In the tradition of many,worthwhile and very well done clinical trials from Canada investigating various aspects of thromboembolic disease, we now have a head to head comparison between the venerable ventilation/perfusion (v/q) lung scan and the upstart CT pulmonary angio (CTPA). See here for an abstract from JAMA.
Out patients with a Wells Score of 4.5 or higher were randomized to either undergoing the CT angio or a v/q lung scan. There were 700 plus in each group and there was a three month followup.
After reading the article a few thoughts come to mind:
One can with good confidence rule out PE if both the CTPA and lower extremity ultra sound are normal.
It still seems to be true than a normal v/q rules out PE .In this study, 35% of of the patients had a normal study. The majority of v/q scans are non-diagnostic (54 % in this study) and in those patients there is a strong tendency for clinicians to order a CTPA.
More instances of PE are diagnosed by CTPA than v/q but the significant of peripheral defects remains a work in progress,particularly those in sub-segmental arteries. In this study 7% of the positive CTPAs involved the sub-segmental arteries alone.
The earlier concerns about published data indicating low sensitivity of the CTPA seems to have been only the case for the older technique as the new and now in general use multidetector CT has excellent (some might argue too much so) sensitivity.
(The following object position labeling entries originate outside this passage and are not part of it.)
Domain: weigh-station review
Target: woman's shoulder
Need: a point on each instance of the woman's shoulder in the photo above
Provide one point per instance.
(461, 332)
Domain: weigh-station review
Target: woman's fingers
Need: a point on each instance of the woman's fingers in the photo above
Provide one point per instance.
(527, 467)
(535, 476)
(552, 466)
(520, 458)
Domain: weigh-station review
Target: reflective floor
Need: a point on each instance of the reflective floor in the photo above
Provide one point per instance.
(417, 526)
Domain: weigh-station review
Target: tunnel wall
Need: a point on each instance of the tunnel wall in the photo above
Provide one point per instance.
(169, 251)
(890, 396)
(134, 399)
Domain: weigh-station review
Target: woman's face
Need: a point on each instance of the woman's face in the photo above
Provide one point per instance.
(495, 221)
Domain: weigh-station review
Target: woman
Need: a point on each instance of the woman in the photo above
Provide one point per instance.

Both tests have value but the clinical momentum (i.e. beliefs and tendencies of clinical docs) is to favor the CTPA, in part, because so many v/q s are non-diagnostic clinicians reason that it is better to go to the CTPA first. Also as pointed out by Dr. RW the v/q interpretive skills of the radiologists may be on the decline and their skills with angiographic interpretation are on the ascendancy. Even back in the day of flurry of interest in and lucrative nature of nuclear medicine the house officers called it "unclear medicine".